Les tests génétiques sont aussi l’enjeu de batailles. « On éprouve un vertige à la lecture du dernier avis (n° 120) du CCNE, alerte Patrick Vespieren, directeur du département de bioéthique médicale du centre Sèvres des Jésuites à Paris. Il porte sur le développement des “tests génétiques fœtaux sur sang maternel”  » et donne le feu vert à des tests de dépistage de la trisomie   21 sur des cellules fœtales présentes dans le sang maternel pendant la grossesse, via des séquenceurs. Ce qui permet notamment d’éviter des tests invasifs, anxiogènes et risqués comme l’amniocentèse. « Une révolution technologique est en marche », précise Patrick Vespieren, en signalant un piège : voir ce test, initialement réservé à quelque 24   000 cas à risques, proposé aux 700   000   femmes enceintes qui se prêtent chaque année au dépistage de la trisomie   21. Chacune pourra séquencer son fœtus et il sera possible de dépister un nombre important de maladies génétiques. Mais faudra-t-il examiner toutes les données ? Et comment réagir face aux risques révélés ? Cela ferait exploser les indications du dépistage prénatal   (DPN) et, du même coup, les revenus des laboratoires. « Le libéralisme existe aussi en bioéthique », rappelle-t-il. Ce que le biologiste Jacques Testart craint, pour sa part, c’est plutôt une explosion du diagnostic préimplantatoire   (DPI) : « Il est beaucoup plus facile et tentant d’intervenir sur une masse d’embryons dans des éprouvettes ! Mais on va peut-être devenir capables de fabriquer les ovules à volonté et ainsi de multiplier les embryons potentiellement analysables, faisant exploser la sélection suivant des facteurs de risques de pathologies, appuyés sur des tests génétiques, etc. Il faut se préparer à une révolution de la procréation. »

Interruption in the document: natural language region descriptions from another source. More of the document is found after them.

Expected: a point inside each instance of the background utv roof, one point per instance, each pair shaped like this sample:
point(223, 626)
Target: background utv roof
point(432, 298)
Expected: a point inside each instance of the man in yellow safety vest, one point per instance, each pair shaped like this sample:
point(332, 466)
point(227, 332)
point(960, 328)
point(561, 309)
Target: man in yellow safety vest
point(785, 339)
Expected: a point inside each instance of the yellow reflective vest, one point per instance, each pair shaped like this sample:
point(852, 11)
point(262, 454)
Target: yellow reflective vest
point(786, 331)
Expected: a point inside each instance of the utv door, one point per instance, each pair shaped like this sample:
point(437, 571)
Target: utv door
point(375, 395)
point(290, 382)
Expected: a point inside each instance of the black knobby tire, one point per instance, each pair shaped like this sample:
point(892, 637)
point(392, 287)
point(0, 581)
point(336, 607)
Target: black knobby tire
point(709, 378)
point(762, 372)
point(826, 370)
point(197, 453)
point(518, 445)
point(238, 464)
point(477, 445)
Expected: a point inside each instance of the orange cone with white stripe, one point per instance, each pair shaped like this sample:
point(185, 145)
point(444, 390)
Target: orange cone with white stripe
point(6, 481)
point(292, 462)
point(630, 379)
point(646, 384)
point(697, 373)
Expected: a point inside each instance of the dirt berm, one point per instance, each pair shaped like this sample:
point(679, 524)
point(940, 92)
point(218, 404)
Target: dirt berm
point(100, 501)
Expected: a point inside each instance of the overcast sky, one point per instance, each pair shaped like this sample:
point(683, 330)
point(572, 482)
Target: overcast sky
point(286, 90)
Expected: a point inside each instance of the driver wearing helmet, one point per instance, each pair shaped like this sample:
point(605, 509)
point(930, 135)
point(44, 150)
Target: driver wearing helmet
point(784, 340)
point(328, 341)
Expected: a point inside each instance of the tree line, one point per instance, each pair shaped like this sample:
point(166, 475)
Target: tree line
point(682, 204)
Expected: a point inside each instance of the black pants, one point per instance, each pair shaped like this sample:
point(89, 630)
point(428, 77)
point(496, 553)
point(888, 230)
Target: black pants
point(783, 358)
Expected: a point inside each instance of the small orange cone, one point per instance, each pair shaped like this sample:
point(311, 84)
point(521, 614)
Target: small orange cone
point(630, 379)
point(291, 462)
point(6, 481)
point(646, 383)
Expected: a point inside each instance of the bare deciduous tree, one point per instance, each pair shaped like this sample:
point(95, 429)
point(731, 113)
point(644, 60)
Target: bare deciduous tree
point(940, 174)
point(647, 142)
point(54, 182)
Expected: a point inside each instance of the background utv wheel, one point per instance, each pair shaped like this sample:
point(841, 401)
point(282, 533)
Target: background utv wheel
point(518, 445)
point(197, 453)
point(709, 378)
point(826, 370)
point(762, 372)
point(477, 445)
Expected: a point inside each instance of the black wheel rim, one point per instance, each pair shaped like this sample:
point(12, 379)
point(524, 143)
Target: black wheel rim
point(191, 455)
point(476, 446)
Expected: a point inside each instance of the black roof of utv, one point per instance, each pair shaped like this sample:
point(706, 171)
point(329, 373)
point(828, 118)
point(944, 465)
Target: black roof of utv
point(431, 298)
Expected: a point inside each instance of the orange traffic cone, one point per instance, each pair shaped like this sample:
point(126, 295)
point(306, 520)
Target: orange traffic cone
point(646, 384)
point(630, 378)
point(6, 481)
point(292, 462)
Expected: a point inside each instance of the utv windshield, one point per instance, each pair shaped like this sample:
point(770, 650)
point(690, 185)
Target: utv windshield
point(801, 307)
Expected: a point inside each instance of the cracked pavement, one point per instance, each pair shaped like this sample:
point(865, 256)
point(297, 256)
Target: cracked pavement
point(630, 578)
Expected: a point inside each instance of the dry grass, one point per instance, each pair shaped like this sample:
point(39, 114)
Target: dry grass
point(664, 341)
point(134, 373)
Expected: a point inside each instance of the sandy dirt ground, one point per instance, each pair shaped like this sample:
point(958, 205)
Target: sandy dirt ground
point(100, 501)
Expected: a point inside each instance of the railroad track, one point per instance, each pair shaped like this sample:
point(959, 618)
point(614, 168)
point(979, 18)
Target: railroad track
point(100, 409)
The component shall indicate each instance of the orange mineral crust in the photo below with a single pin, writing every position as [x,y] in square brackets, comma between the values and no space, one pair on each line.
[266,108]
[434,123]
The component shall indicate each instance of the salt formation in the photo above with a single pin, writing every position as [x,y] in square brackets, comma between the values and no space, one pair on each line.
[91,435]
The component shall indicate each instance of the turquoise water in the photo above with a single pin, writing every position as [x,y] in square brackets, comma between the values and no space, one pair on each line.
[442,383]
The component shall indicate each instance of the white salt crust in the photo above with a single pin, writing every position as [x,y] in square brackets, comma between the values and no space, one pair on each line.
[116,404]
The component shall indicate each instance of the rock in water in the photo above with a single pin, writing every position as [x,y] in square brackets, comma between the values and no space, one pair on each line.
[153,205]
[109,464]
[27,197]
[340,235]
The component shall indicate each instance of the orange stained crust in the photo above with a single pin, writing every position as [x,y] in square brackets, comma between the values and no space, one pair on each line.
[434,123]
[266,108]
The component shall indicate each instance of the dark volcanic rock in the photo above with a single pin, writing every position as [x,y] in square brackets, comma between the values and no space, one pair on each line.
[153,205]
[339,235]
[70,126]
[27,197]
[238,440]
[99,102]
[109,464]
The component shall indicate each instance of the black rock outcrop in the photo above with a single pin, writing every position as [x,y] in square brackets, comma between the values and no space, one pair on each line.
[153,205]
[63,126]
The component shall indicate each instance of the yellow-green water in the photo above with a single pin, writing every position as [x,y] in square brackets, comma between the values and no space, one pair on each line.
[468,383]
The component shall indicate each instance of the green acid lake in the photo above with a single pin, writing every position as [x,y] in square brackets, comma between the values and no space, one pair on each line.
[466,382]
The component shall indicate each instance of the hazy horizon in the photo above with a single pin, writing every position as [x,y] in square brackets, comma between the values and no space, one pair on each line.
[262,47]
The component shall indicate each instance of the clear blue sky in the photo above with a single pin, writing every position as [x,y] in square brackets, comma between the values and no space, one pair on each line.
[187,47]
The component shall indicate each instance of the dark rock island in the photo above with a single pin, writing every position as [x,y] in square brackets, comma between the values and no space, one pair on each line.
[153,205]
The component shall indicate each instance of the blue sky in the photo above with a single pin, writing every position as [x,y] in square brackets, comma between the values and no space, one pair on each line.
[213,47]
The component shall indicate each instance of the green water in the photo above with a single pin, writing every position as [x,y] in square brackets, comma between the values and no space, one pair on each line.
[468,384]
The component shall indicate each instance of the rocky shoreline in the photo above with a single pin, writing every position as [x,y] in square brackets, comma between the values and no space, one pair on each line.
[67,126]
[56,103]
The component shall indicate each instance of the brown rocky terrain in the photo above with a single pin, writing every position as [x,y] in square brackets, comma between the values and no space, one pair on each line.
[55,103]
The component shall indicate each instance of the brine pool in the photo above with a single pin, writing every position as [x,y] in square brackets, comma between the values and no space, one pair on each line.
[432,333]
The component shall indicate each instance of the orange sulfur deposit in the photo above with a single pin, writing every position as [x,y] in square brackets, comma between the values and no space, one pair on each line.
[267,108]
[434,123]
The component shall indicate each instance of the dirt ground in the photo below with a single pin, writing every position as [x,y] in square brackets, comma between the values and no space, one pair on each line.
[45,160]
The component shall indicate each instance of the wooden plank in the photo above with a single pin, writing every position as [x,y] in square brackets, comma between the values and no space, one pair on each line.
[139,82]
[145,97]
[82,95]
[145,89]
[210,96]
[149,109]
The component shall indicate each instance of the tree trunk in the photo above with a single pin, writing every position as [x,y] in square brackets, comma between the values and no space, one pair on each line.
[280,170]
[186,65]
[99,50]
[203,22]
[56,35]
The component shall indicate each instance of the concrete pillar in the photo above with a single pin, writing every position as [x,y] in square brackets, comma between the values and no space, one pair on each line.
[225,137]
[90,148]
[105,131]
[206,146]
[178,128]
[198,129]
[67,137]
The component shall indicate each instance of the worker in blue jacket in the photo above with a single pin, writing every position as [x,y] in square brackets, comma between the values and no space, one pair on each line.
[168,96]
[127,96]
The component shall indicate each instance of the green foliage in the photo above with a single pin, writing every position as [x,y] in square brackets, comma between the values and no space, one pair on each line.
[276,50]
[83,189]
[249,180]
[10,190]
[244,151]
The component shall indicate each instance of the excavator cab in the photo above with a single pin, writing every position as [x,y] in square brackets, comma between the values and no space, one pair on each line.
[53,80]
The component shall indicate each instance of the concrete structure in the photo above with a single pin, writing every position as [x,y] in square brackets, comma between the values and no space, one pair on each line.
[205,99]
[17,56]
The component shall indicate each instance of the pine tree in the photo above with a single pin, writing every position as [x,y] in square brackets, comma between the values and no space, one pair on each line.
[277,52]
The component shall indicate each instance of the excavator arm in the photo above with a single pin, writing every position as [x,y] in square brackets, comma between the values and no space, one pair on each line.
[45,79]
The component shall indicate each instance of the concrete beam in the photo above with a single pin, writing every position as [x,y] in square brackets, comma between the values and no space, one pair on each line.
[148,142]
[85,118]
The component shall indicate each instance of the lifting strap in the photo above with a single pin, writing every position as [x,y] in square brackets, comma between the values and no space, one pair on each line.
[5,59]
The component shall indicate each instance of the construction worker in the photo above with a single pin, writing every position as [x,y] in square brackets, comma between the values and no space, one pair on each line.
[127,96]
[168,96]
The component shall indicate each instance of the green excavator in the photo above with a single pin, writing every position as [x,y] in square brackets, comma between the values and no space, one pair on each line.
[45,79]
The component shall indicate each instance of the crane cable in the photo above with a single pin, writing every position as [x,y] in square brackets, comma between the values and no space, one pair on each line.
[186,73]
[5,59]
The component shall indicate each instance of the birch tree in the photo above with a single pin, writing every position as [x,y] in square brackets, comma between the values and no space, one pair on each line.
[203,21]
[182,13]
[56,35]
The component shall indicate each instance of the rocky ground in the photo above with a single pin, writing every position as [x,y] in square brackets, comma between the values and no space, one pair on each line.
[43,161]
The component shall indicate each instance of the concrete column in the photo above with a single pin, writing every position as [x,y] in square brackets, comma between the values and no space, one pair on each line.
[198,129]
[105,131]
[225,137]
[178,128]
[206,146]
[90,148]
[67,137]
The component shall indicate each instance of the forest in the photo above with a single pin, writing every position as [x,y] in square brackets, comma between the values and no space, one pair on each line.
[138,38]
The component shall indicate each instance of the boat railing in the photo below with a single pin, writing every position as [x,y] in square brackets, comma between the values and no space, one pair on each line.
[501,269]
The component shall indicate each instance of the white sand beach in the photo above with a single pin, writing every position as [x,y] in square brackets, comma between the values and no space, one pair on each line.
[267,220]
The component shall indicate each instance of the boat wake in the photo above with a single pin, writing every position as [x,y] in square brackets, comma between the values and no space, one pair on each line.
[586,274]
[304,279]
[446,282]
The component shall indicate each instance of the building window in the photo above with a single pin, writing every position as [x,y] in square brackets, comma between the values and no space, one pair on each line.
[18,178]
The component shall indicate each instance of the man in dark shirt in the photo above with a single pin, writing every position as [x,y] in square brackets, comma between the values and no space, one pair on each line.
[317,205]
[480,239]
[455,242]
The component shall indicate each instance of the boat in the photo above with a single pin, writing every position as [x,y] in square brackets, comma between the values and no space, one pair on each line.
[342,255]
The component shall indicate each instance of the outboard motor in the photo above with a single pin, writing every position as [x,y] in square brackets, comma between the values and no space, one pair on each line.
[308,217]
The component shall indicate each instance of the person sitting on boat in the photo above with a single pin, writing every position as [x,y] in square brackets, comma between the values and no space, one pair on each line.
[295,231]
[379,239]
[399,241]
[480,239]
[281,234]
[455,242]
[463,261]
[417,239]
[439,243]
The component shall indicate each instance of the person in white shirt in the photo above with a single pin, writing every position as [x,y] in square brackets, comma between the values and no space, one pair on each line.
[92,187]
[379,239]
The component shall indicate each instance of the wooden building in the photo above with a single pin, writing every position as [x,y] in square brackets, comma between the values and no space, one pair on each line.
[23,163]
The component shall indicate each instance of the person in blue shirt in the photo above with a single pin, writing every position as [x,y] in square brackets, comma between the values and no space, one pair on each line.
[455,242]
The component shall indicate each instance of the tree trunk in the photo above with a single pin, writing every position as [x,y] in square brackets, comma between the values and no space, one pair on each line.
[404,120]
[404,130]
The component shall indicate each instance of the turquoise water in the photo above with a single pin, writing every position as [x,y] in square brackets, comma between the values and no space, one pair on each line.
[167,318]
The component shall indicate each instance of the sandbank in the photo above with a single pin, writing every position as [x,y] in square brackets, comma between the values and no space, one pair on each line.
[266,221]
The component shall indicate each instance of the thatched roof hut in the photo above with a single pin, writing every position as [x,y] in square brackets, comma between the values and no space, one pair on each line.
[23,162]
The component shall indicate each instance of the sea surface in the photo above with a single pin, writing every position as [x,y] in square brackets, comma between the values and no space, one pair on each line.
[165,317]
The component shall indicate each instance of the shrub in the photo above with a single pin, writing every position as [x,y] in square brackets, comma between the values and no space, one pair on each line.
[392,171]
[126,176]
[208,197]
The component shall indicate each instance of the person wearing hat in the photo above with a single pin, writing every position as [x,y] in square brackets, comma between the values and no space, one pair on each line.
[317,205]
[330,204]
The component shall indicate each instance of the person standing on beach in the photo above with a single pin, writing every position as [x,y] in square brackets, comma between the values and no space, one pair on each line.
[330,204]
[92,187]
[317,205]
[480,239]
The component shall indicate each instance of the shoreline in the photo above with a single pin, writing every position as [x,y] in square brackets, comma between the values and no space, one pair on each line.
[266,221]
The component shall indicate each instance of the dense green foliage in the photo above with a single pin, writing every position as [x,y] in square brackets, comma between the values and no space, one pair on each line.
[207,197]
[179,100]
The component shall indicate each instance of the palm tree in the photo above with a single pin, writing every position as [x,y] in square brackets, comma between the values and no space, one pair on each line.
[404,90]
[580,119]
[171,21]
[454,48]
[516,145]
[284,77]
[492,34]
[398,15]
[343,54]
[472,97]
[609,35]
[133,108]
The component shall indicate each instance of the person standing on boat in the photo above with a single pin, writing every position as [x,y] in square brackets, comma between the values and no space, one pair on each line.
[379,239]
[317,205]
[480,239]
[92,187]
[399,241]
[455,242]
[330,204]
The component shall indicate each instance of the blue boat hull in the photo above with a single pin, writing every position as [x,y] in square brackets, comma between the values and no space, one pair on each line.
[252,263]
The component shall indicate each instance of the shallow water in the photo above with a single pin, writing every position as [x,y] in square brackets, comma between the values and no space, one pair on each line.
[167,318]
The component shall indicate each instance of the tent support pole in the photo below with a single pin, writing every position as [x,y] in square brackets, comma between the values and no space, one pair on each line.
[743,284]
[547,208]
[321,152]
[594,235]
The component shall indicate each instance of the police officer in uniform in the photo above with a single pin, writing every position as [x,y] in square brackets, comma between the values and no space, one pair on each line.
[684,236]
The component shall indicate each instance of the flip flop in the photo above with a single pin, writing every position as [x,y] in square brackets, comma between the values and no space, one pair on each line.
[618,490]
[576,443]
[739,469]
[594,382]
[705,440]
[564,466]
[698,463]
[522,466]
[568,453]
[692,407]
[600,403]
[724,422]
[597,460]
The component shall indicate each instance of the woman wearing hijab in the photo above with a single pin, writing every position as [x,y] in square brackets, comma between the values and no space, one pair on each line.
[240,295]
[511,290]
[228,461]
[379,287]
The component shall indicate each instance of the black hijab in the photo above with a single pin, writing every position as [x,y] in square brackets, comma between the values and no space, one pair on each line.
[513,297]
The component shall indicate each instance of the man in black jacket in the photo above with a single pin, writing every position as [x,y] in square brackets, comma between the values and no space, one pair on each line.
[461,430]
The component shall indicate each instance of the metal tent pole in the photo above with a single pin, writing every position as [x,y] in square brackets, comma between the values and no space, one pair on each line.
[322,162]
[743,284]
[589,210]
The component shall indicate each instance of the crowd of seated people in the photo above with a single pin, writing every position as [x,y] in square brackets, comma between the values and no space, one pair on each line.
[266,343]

Procréation médicalement assistée

La réforme de l’assistance médicale à la procréation (AMP) devait être abordée dans la loi sur le mariage homosexuel. Recul ou stratégie : le gouvernement Hollande a jugé plus opportun de la reporter à l’automne, dans le cadre d’une loi générale sur la famille. Le CCNE prépare également un avis sur la question. Il sera assorti d’une consultation citoyenne. L’enjeu : statuer sur « l’AMP de convenance ». C’est-à-dire hors raison médicale, pour les couples homosexuels notamment. La gestation pour autrui (GPA) devrait aussi faire l’objet d’un avis. Le CCNE s’était exprimé en 1991 sur le sujet, en concluant : « La loi encadrant la pratique n’empêcherait pas les risques qu’elle vise à prévenir. » Comment le débat a-t-il évolué ? À suivre cet automne.